Tutorial for SDMPlay

Species distribution models (SDMs) have been developed for several years to adress conservation issues, assess the direct impact of human activities on ecosystems and predict the potential distribution shifts of invasive species (see Elith et al. 2006, Elith & Leathwick 2009, Pearson 2007 for reviews). SDM relate species occurrences with environmental information and can extrapolate species distribution on their entire occupied space. Applying SDM on limited occurrence datasets can therefore bring complementary information in non-visited areas.

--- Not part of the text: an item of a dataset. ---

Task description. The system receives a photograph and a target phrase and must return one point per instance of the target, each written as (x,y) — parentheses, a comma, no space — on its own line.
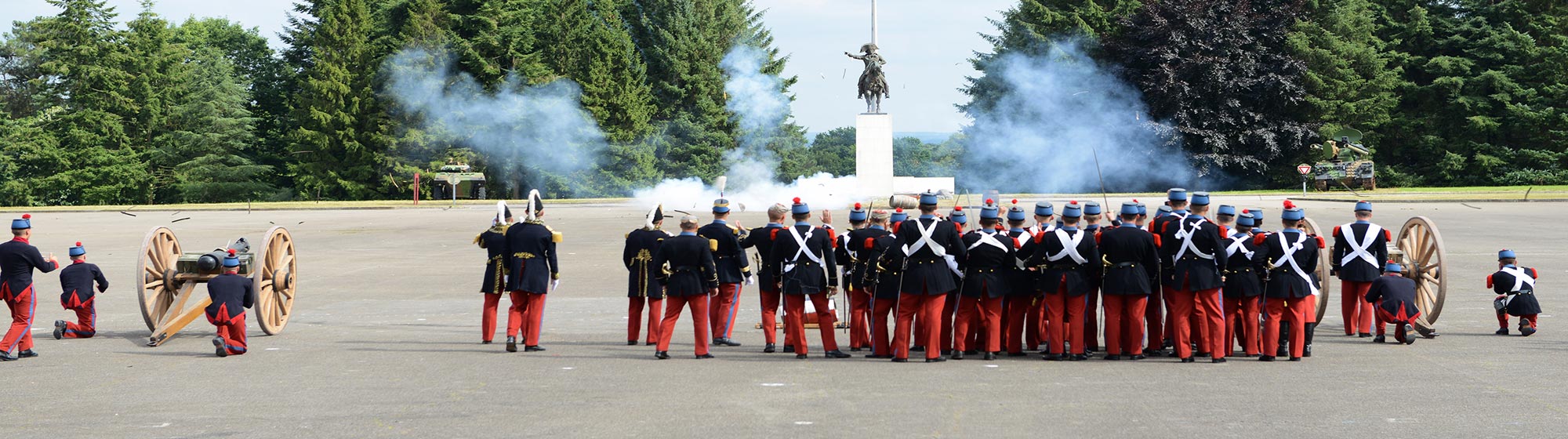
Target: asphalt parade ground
(385,343)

However, users must be aware of potential bias and limitations while using such poor and historical datasets (Araujo & Guisan 2006, Robinson 2011, Proosdij et al. 2016) that require corrections (Phillips et al. 2009, Barbet-Massin et al. 2012).

SDMPlay is a pedagogic package that will allow you to compute species distribution models (SDM) with two popular machine learning approaches, BRT (Boosted Regression Trees) and MaxEnt (Maximum Entropy). It contains occurrences of marine species and environmental descriptors datasets as examples for a first use of SDMs. You can also upload your own dataset. Basic approaches for model calibration and execution are provided. Classic tools to evaluate model performance are supplied (Area Under the Curve, omission rate and confusion matrix, standard deviation projection) and are completed with tools to perform null models (Raes & ter Steege 2007, Proosdij et al. 2016).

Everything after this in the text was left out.